God is required to be invisible. It’s a rule that God most likely made up himself. There are a lot of reasons why being invisible is a good idea. You don’t need to worry about how you look, for one thing. This is a major plus if you’re on duty 24/7. Even if you have a day off every week, the last thing you want to worry about is doing laundry or getting a haircut. Another reason why being invisible is a good thing is that it doesn’t ruin the book. Let’s say you read Lord of the Rings, then you go see the movie. Bang. Now you’re stuck with Elijah Wood as Frodo in your mind. Imagination is always better for books (like the Bible) than the real thing. Being invisible helps God keep book sales up.
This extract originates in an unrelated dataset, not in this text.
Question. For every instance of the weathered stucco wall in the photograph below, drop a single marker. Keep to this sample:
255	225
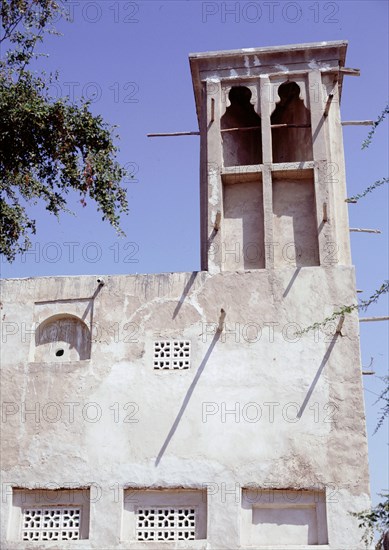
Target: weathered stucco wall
259	408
A huge advantage to being invisible is that it puts the burden of proof that God actually exists smack dab on humans. You have to believe that God exists exactly because you can’t see him. The Bible calls this faith, which is believing in something that isn’t there. Some people might call this circular reasoning; I think it’s a nice arrangement. Besides, I believe in a lot of things that aren’t there.

But then along comes Jesus and we have a major problem. The Bible says that “he is the image of the invisible God.” How in the world can there be an image of something invisible? If it has an image it is decidedly not invisible; and the very definition of invisible is that it doesn’t have an image. The writer of Hebrews twists the screws in tighter: “The Son is the radiance of God’s glory and the exact representation of his being.” Again, if God’s being is invisible how can there be any representation of it at all—let alone an exact one? Sheesh.

From this you can conclude that sometimes the Bible makes no logical sense at all. This can be an issue for people who need to have a logical religion, like scientists, atheists, or PC users. But any religion worth its salt isn’t going to be even close to logical. The theory is that anything you can understand can’t be God. So if you don’t understand it, it must be a God thing. If you accept this idea you will have a better quality religion that can stand up against the facts.

My religion is basically fact-proof. There are a couple of leaks here and there, but, for the most part, I believe in both circular reasoning and the logically impossible. In fact, it’s made me what I am today.


3 Responses

  1. Hello neighbor! All humor aside (and I do appreciate the humor) it seems like there might be some strange Platonic thing going on here. It trips us out but I often wonder what it would have done to the minds of the immediate audience- maybe it tripped them out more than us. The authors are stating that Jesus is not an imperfect copy of the eternal form of God like other particulars (which is what I would expect a 1st century Hellenized writer to say) but the exact representation and image of the invisible God. Not a mere copy of the eternal and unchangeable form.. but the universal form manifested as a particular on earth.

  2. If that universal form can be imaged, there is no problem with a particular manifestation of it. But if that universal is, by nature and necessity, always invisible (1 Timothy 6:16) then we’ve got ourselves a linguistic and logical problemo.

  3. Right. That is the exact reason why it would cause alarm in their minds don’t you think? It’s the same reason it should alarm us. It’s impossible (linguistically and logically). It would be similar to an exact representation of the Pythagorean Theorem (if I may borrow from Meno). You can’t see A² + B² = C² because it is invisible. It would be impossible to be the image of it or its exact representation. We see examples of the P.Theorem everywhere around us . . . but the exact representation? I’m agreeing with you here. It’s impossible. That makes it all the more fun to believe it.